One thing he forgets to mention is how companies raised capital back then. In
the middle of 2007, fundraising was far different than it is today. The deal
flows were much longer, accelerators such as YC were almost unheard of, and
investors had less overall competition.

I remember going through fundraising with my last employer in 2007. We raised
a $1.5 Series A (not a seed, something comparable to seeds today), had far
less term sheets than companies get today, and winning a UC Berkeley business
plan competition was our access to a pool of investors (unlike a demo day for
YC, 500, Techstars).

------
spullara
The real problem is that the industries with problems don't want to be fixed
and very few people want to bother with the same red tape or worse that
Square, Tesla and Über have to deal with. Who wants to invest their life only
to be shot down bureaucrats? Notice that those 3 firms were started by
entrepreneurs with companies already under their belt.

------
rrbrambley
"In technology, long term thinking is impossible, because everything changes
so fast, and the pace of change is quickening. The rules are Nobody knows when
a sudden shift in technology will open up new markets and business models."

I agree with the idea that a startup's vision is subject to the shifts in
technology around it. And for the same reasons that you point out, I agree
that it does not make sense for all tech startups to be thinking too far
ahead. However, you could also argue that the sudden shifts in technology
happen because there are companies whose vision is BIG and executed as
planned. Some companies are just more susceptible to technology changes
because they're building on platforms that are susceptible to those changes.

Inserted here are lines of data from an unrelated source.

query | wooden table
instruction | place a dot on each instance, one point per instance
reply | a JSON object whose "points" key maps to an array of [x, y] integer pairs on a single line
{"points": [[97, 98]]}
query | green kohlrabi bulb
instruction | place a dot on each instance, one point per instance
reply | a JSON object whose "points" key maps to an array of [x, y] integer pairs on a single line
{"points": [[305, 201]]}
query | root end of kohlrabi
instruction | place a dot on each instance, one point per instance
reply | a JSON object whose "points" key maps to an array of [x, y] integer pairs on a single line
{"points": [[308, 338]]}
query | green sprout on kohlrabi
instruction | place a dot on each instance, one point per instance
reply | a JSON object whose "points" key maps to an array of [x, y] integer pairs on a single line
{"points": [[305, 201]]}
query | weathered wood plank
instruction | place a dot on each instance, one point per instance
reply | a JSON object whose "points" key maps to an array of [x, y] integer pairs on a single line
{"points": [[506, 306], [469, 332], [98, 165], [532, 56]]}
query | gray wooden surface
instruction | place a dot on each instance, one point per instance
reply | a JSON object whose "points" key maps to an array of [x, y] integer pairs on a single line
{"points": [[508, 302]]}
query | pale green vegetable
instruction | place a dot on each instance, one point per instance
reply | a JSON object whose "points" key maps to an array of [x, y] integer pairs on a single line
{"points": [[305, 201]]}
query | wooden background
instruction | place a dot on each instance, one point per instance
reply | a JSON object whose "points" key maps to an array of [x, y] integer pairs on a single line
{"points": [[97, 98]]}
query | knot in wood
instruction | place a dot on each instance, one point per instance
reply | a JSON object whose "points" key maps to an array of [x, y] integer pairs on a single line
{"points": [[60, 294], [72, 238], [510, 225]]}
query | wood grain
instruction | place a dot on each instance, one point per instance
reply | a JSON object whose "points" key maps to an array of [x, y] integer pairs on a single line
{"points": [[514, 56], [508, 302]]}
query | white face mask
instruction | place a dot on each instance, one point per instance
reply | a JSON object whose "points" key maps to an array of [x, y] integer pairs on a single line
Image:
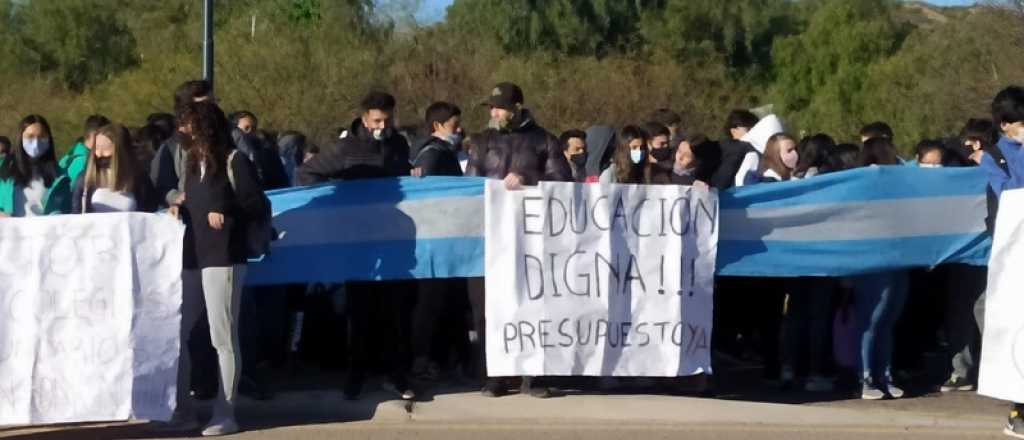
{"points": [[791, 159], [35, 147], [636, 156], [1019, 137]]}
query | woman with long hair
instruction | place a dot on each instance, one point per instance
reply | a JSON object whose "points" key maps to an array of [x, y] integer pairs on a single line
{"points": [[114, 179], [31, 182], [222, 192], [630, 159], [779, 160]]}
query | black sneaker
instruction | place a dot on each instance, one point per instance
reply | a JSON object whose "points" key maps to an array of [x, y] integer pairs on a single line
{"points": [[494, 388], [353, 386], [529, 387], [1015, 425], [956, 384]]}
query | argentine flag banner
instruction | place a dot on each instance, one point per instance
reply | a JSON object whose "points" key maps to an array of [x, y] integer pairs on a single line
{"points": [[858, 221]]}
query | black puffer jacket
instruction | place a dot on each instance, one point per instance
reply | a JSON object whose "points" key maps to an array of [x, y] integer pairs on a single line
{"points": [[526, 149], [733, 152], [437, 158], [269, 169], [358, 156]]}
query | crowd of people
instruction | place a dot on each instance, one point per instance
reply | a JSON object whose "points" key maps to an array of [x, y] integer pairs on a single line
{"points": [[211, 170]]}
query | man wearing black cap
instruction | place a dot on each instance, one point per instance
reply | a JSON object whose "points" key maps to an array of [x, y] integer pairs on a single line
{"points": [[517, 150]]}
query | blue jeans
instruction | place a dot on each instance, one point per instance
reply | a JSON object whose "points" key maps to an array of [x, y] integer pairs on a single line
{"points": [[879, 300]]}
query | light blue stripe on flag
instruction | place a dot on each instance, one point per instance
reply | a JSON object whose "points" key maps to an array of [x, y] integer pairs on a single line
{"points": [[839, 224]]}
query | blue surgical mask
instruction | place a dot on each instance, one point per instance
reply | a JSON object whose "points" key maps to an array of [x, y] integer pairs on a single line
{"points": [[35, 147], [455, 139], [636, 156]]}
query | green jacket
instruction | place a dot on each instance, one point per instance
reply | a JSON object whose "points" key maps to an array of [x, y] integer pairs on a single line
{"points": [[73, 163], [57, 199]]}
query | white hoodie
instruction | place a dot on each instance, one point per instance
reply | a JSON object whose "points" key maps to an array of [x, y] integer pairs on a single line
{"points": [[758, 136]]}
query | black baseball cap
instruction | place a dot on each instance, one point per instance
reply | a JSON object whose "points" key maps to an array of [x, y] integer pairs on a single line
{"points": [[505, 95]]}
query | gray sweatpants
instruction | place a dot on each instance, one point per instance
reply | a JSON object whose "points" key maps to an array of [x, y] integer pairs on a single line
{"points": [[220, 290]]}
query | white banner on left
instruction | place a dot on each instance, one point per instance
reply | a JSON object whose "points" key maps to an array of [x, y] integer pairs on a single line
{"points": [[89, 317]]}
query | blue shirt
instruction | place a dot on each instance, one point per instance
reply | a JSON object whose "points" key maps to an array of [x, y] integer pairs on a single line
{"points": [[1000, 180]]}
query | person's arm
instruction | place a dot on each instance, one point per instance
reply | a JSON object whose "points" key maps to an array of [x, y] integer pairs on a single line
{"points": [[748, 169], [429, 162], [326, 166], [248, 190], [556, 167], [146, 198], [164, 176], [608, 175], [77, 195], [998, 180], [401, 163]]}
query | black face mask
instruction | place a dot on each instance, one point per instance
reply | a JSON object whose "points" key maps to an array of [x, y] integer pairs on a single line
{"points": [[102, 163], [662, 155], [580, 161]]}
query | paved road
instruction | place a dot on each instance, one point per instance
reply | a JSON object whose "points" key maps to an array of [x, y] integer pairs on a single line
{"points": [[324, 414]]}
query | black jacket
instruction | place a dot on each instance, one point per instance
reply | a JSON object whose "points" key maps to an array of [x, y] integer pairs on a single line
{"points": [[437, 158], [357, 156], [991, 199], [733, 152], [526, 149], [146, 198], [167, 168], [269, 169], [659, 173], [204, 246]]}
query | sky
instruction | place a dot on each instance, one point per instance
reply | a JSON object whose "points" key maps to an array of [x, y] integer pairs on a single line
{"points": [[433, 10]]}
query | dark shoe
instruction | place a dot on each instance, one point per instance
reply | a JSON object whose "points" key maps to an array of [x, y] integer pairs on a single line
{"points": [[529, 387], [253, 389], [870, 391], [956, 384], [1015, 425], [494, 388], [353, 387]]}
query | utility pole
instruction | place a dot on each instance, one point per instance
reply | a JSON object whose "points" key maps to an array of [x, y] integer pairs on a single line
{"points": [[208, 41]]}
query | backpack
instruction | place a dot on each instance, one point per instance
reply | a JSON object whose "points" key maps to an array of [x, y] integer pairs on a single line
{"points": [[259, 230]]}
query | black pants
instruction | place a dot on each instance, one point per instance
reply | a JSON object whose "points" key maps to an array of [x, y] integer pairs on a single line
{"points": [[438, 318], [750, 309], [263, 326], [379, 333], [965, 314], [476, 298], [923, 316]]}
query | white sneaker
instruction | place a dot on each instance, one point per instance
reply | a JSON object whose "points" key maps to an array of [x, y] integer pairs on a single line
{"points": [[179, 423], [222, 428]]}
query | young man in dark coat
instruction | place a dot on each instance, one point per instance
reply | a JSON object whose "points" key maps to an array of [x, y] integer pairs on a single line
{"points": [[378, 312], [370, 148]]}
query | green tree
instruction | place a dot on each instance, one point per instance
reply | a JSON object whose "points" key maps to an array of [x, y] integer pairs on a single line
{"points": [[742, 31], [83, 41], [820, 74], [566, 27]]}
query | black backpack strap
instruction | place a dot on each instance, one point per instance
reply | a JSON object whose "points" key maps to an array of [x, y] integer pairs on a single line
{"points": [[998, 158]]}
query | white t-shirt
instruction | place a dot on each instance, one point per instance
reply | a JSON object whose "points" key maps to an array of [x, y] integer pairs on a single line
{"points": [[748, 173], [29, 200], [105, 201]]}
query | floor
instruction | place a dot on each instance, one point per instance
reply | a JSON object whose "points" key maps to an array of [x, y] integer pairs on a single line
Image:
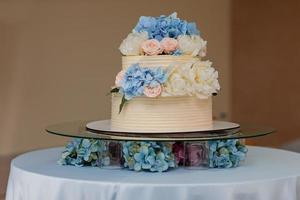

But no, I have yet to build a successful company, so who am I to act like I
know? :)

------
treelovinhippie
I think what's primarily lacking is startups talking about their grand vision.
Sure there are quick flip startups, but a lot of founders begin with a grand
future vision and work backwards, breaking down what can be done now to move
toward the end goal.

I think we never hear about these visions as companies probably see them as a
competitive advantage. But if everyone spoke about where their startup could
be in 5, 10, 20 years we'd be able to accurately shape the future together
rather than it simply haphazardly manifesting based on incremental
investments.

------
lollancf37
I fail to see the point of this article. Since when thiking long term has to
do with not adapting to its market ?? I've never heard of any company which
fallowed to the letter a 5 years plan to the letter now, or 15 years ago. If
you think that, please stop.

The value of short term thinking is that it's more fitted to our time. We do
not build companies to last forever, we might as well cut the cost of thinking
long term and try stuff until it's profitable enough to be bought...

------
andyl
Nobody has a clue? I don't buy it. Big things are happening in energy,
biotech, health care, 3d printing, telecom, computing, and more. There is
definitely a place for longer term thinking.

------
ktizo
I'd say that with careful study you can have a pretty good clue about some of
the near future, the difficult bit is knowing when that future is going to
occur and in what order. So making long term plans is fine as long as you
allow leeway for the dates and have plenty of what-ifs and backup strategies
and things to do while you wait for the wave you have guessed is out there.

------
lucian303
Technology changes, but such changes don't necessarily dictate the product.